The main conference was organized in 12 sessions and 5 special sessions, each technical session being conducted in the form of panel discussions. The main documentation consisted of 39 review papers prepared by invited authors and 82 experience papers contributed by specialists from different countries (see Annex VII).

In each of the main sessions, except the last, panel members introduced the more important topics for discussion, with a review of the Conference documents relevant to the topic. In the session on conclusions and recommendations a summary report of the Conference, a Declaration on Aquaculture, and the main recommendations of the Conference drafted by a specially appointed Drafting Committee consisting of Dr. Clarence Idyll (U.S.A.), Chairman, Ian Pritchard (Canada), Peter Hjul (U.K.) and V.R. Pantulu (ESCAP), were discussed and adopted.

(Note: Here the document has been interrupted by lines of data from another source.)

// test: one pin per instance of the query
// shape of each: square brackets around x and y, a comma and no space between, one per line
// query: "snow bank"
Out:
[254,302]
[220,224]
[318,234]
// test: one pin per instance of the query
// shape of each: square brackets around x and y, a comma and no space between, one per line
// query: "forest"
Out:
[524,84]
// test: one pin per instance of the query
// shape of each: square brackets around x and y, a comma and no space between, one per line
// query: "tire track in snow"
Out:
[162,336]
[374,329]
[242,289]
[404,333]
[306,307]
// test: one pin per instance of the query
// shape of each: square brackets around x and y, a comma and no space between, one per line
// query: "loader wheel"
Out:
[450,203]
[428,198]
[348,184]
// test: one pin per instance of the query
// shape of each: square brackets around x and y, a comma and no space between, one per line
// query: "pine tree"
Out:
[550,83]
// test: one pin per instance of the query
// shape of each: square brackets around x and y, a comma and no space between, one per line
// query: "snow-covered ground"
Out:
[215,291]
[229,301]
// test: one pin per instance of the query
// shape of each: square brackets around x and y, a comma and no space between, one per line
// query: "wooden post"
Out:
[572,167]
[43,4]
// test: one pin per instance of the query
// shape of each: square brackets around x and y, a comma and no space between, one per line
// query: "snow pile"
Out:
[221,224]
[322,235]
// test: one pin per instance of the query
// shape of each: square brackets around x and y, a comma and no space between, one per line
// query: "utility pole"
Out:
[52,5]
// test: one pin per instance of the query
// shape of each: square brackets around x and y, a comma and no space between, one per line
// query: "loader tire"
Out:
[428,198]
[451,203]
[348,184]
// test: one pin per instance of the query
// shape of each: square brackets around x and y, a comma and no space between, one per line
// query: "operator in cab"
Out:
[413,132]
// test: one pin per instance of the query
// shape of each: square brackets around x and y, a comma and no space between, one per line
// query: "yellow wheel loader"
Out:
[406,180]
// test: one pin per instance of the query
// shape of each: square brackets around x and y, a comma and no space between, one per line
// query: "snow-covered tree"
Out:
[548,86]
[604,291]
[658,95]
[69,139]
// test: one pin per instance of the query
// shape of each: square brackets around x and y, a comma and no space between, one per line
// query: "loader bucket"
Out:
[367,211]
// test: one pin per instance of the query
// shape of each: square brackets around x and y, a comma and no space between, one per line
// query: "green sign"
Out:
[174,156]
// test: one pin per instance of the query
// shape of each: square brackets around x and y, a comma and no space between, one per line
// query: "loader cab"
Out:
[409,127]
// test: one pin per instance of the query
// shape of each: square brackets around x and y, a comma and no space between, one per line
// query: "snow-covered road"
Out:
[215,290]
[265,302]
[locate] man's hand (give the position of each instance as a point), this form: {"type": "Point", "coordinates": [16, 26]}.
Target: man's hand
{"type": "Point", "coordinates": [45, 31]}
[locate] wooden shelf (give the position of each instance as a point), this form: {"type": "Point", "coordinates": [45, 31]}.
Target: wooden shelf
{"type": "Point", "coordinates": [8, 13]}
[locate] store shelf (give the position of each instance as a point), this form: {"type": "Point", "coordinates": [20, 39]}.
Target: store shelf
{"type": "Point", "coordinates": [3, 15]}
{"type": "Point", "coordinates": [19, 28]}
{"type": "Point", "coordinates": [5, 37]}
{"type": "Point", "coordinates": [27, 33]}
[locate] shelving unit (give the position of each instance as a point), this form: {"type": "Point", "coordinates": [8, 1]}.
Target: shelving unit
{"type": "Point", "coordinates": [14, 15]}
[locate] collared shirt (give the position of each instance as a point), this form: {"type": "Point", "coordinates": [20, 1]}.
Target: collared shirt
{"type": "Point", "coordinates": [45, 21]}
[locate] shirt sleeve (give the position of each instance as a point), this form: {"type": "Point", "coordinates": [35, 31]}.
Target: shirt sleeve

An International Festival of Aquaculture Films was held in conjunction with the Conference for the purpose of encouraging the production of instructional and informational films for training and extension work. It took the form of a competition and 21 of the entries (Annex VIII) were selected for screening. A Jury consisting of Dr. S.W. Ling (U.S.A. - Chairman), Dr. Harold Webber (U.S.A.), S.D.R. Jayaratne (Sri Lanka), R. Okada (Japan) and G. De Sabatino (FAO - Secretary), selected two instructional and two informational films for awards. The films entitled “Fish Farming in Japan” from Japan and “Induced Breeding” from India were judged the best informational film and instructional film respectively and were presented with the FAO Osirus awards. Certificates of merit were given to the informational film “Experimental Fish Farming with Coho Salmon” from Canada and the instructional film “The Induced Breeding and Rearing of Grey Mullet” from U.S.A.